Biography
Like the artists whom he admires, Ad Reinhardt, Mark Rothko and Agnes Martin, Byron Kim works in an area one might call the abstract sublime. His work sits at the threshold between abstraction and representation, between conceptualism and pure painting. In his richly hued, minimalist works, Kim seeks to push the edges of what we understand as abstract painting by using the medium to develop an idea that typically gets worked out over the course of an ongoing series. His paintings often appear to be pure abstractions, but upon investigation and contemplation, they reveal a charged space that connects to the artist’s personal experiences and whose underlying ideas raise questions about issues from politics to environmentalism to cultural identity. Interviewed in his sunny Brooklyn studio, Kim quips, “I’m a painter until 2:00 in the afternoon when the daylight in my studio is so blinding that I become a conceptual artist.”

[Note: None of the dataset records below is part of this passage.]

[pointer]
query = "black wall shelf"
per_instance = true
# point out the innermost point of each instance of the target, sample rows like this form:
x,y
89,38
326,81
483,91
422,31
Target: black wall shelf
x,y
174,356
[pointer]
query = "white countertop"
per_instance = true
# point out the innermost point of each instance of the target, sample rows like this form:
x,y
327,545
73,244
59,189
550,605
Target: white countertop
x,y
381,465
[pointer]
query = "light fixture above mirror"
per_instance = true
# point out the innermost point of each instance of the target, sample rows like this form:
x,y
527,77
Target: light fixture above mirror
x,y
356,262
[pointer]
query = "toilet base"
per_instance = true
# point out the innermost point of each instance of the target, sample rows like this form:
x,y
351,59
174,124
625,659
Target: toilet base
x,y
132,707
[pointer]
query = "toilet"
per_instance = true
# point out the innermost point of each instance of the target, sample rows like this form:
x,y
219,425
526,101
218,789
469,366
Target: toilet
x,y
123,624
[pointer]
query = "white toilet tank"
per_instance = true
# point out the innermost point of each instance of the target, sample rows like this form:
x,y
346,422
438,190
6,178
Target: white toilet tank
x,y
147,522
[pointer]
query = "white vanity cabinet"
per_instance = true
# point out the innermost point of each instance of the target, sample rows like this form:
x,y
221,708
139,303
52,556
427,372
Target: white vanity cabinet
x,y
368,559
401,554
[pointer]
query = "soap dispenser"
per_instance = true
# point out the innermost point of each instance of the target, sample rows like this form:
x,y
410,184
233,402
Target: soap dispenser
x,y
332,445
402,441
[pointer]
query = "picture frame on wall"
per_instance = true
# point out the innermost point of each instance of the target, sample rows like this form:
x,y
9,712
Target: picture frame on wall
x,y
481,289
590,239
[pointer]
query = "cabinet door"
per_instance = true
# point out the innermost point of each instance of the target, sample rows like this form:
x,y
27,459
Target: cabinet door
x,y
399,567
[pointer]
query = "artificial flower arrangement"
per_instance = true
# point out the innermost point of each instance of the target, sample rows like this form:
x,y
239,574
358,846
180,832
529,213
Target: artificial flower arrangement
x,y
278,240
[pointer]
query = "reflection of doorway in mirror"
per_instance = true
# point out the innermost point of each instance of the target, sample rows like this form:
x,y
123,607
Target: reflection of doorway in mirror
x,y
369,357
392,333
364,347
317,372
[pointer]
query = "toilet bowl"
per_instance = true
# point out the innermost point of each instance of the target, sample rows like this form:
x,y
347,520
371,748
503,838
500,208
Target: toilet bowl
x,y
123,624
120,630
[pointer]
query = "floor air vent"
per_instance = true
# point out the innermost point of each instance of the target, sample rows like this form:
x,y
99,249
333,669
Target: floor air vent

Synecdoche, Kim’s signature work, started in 1991 and exhibited in the Whitney Biennial in 1993, is in the permanent collection of the National Gallery in Washington, DC. This ongoing series consists of a grid of hundreds of small panels that each match to the color of a speci c person’s skin. It is both a portrait of people in the artist’s life and an exploration of race and community. Kim’s mid-career survey, Threshold traveled widely from the Berkeley Art Museum, CA to the Samsung Museum of Modern Art in Seoul and on to five other locations in the United States (2006/7). He was included in the landmark exhibition “Color Chart: Reinventing Color, 1950 to Today,” at the Museum of Modern Art, NY and Tate Liverpool, UK (2008/9). Kim's work from his Sunday Paintings series was on view at the Brooklyn Museum in the exhibition Unfolding Tales: Selections from the Contemporary Collection.
Byron Kim, born in 1961, is a Senior Critic at Yale University. He received a BA from Yale University in 1983 and attended Skowhegan School of Painting and Sculpture in 1986. He has received numerous awards including the Alpert Award, UCROSS and Joan Mitchell Foundation Grant and is a recipient of Guggenheim Fellowship in 2017.